Everyone has a preference when it comes to our mobile companions. From the everlasting war between an iPhone and Android to arguments regarding smaller brands, screen types, camera quality, function vs form, etc. we all have something particular we’re looking for in a phone.
As technology progressed and evolved over time, things ended up changing quite a bit. First, there was this revolution when all-screen phones first showed up. Back then, every year brought us a massive breakthrough and tons of incredibly useful features. Every new generation of phones was vastly better than the previous one, incentivizing us to keep upgrading and buying new devices. However, as it generally happens in the world of technology, things slow down. Nowadays, we’re at a point when there are still upgrades yet rarely is something as impactful as everything was just a few years ago. Suddenly, we’ve switched from buying a new smartphone every year to actually being able to use one for many years; especially so for basic and average users.

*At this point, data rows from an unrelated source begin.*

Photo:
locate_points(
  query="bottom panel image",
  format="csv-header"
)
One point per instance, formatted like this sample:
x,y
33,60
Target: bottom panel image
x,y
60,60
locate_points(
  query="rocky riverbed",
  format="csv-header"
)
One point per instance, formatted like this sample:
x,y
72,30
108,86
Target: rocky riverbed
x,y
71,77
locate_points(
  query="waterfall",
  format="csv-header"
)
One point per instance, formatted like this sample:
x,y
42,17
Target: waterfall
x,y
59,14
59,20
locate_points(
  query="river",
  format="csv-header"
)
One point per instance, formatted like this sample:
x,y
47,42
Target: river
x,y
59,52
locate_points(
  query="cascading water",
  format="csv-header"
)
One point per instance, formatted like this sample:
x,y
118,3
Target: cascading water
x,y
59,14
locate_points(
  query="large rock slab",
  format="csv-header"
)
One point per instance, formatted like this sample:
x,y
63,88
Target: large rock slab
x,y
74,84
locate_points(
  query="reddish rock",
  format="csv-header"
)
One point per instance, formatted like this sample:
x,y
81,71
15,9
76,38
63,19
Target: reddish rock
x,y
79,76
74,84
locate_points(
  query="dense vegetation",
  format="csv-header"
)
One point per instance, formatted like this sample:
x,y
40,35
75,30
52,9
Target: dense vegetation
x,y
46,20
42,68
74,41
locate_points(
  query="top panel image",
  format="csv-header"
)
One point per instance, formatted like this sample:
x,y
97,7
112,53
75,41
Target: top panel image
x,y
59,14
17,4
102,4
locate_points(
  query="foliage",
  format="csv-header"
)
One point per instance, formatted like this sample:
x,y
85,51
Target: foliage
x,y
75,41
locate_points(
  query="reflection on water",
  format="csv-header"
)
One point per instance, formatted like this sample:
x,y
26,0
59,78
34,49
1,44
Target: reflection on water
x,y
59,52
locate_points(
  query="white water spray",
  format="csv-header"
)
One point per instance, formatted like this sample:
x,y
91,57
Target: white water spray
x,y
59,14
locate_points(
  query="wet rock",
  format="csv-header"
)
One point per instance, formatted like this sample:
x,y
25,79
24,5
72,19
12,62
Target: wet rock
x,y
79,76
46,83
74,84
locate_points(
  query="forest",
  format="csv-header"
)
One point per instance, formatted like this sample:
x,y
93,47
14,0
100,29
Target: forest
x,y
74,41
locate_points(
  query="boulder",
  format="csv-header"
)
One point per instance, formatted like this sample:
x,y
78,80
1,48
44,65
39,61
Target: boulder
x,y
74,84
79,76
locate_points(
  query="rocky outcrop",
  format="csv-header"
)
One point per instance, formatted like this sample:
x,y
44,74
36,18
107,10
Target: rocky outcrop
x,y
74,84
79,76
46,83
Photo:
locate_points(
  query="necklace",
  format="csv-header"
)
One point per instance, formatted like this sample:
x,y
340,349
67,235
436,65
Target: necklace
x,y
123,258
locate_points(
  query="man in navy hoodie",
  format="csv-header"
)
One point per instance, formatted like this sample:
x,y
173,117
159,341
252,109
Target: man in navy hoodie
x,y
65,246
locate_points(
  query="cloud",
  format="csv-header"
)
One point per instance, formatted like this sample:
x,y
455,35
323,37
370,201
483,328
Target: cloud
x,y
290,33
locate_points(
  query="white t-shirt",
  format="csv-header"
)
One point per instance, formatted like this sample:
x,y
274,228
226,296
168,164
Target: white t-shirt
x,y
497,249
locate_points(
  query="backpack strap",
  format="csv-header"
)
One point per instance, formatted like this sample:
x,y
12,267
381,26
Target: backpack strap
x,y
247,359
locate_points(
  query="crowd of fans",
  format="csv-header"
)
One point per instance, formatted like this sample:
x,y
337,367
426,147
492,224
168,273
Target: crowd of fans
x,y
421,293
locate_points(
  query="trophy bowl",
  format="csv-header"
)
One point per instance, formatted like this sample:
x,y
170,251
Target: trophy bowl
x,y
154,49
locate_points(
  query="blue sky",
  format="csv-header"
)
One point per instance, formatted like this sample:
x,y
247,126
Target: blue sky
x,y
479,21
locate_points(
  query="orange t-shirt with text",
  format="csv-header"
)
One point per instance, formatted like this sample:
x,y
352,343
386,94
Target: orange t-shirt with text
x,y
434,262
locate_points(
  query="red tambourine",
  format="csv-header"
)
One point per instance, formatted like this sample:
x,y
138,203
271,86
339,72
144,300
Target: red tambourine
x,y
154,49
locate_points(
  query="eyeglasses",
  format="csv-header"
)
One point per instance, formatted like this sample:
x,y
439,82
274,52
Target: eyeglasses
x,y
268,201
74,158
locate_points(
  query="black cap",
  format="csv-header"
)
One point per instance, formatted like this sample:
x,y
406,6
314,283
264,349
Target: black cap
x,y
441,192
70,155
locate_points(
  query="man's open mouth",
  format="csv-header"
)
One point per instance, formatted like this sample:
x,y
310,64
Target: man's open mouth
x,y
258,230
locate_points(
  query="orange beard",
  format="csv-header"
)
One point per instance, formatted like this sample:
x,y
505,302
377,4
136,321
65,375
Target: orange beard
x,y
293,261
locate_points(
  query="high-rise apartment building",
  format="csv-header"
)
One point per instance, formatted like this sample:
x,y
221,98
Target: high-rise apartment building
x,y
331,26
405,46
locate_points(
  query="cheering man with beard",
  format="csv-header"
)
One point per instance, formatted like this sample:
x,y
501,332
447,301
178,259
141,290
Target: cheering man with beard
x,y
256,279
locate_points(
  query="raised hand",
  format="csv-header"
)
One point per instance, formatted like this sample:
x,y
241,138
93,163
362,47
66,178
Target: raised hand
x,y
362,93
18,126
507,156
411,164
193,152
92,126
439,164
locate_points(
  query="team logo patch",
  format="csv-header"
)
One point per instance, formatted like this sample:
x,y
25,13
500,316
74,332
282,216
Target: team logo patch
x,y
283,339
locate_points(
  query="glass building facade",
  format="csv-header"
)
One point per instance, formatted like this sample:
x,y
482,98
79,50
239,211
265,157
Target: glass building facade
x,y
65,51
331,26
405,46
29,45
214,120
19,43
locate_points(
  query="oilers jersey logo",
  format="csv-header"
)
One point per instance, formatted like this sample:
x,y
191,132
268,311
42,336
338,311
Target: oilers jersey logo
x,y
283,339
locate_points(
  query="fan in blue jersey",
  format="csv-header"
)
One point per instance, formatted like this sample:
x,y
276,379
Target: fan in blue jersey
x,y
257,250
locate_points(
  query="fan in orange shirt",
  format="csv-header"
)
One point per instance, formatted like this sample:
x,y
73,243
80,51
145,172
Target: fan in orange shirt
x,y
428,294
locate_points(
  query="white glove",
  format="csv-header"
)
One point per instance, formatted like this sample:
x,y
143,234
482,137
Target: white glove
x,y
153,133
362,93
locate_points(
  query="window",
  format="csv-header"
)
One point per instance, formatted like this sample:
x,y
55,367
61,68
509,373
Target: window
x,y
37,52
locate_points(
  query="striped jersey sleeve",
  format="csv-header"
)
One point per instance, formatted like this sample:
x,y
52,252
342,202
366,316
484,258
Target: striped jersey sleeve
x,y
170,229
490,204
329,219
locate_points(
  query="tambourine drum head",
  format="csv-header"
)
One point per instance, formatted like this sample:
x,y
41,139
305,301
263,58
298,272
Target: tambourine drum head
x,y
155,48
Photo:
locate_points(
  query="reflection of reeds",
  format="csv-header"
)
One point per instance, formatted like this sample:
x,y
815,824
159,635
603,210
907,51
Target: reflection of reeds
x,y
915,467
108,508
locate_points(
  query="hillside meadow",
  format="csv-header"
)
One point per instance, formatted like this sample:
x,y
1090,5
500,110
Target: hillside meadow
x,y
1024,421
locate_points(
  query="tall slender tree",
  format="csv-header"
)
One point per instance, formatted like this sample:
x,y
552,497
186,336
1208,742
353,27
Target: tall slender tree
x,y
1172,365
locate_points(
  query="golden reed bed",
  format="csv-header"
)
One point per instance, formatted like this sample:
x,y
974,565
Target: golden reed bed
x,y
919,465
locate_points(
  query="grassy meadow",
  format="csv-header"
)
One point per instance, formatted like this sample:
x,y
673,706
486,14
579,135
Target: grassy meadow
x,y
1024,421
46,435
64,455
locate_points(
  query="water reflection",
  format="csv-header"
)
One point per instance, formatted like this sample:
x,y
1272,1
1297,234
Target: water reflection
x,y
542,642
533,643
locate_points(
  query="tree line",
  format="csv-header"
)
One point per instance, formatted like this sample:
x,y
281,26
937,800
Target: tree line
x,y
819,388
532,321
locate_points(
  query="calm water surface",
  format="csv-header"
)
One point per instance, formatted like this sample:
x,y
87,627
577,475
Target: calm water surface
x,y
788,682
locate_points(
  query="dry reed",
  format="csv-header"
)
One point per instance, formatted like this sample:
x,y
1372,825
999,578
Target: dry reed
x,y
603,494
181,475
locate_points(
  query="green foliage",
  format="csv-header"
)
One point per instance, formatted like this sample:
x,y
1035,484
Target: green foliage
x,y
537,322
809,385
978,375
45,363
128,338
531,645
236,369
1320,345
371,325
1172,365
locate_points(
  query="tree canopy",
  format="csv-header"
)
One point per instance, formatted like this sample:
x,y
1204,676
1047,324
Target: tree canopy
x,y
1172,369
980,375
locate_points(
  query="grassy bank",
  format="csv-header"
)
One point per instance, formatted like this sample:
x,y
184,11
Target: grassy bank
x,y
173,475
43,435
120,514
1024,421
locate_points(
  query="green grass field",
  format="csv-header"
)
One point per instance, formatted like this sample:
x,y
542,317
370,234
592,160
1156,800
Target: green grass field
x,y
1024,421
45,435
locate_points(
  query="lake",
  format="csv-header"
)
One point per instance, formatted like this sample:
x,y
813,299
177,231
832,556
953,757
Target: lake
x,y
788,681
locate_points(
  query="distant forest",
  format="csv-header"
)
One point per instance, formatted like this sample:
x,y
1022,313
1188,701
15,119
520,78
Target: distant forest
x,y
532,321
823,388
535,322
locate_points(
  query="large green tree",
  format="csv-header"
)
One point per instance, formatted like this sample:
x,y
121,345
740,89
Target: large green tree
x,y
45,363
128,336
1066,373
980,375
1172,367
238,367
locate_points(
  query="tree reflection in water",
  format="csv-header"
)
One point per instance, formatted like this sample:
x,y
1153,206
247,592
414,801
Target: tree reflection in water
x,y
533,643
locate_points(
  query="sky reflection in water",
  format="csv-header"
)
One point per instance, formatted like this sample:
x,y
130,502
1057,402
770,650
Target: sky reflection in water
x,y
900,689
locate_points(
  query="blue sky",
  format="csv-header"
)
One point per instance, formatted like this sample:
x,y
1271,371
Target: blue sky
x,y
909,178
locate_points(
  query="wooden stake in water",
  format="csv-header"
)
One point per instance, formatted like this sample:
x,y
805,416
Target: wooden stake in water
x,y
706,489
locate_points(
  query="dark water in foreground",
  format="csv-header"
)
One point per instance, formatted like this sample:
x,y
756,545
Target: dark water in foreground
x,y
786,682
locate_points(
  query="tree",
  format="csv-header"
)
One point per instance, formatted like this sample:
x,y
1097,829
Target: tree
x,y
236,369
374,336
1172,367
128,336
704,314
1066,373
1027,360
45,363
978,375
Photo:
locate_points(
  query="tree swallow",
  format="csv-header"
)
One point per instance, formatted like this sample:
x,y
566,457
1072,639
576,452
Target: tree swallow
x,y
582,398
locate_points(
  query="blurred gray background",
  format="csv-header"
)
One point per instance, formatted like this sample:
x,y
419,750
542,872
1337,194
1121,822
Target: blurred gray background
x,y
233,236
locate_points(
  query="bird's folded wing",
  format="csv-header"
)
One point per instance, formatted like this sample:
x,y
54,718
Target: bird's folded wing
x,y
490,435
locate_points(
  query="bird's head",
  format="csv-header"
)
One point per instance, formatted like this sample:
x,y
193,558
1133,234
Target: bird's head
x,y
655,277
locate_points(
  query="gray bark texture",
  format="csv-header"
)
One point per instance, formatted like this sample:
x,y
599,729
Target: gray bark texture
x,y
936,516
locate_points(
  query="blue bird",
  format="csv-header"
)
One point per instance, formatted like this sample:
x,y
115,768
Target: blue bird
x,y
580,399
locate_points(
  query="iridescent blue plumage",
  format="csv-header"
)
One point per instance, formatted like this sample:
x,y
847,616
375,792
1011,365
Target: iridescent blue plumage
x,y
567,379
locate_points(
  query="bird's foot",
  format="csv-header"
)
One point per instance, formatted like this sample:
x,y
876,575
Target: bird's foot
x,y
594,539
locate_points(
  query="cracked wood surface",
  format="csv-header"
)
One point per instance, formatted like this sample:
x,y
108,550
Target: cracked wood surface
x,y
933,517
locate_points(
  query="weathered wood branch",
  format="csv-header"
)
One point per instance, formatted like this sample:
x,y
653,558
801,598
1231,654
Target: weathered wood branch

On top of that, features that used to be exclusive to high-end phones became cheaper to make over time, and so more and more midrange, and even entry-level devices, started having those AMOLED displays, higher quality cameras, better CPUs and GPUs with incredible overall performance, and so on. Whether cheap phones are getting good, or good phones are getting cheap, the fact of the matter is that differences between $500 mobiles and $1000 are becoming less and less apparent. Simply put, both of those are perfectly capable for everyday tasks, mobile photography, for playing those online sex games, for social media, etc.
Of course, that is not to say premium devices aren’t, in the end, better but, the average user probably won’t notice any difference. Having a favorite is perfectly fine. However, if you are in any way on a budget (after all, most people can’t afford to spend $2000 on a phone), don’t go into debt as there’s no need to spend so much on a phone unless it pays you back somehow.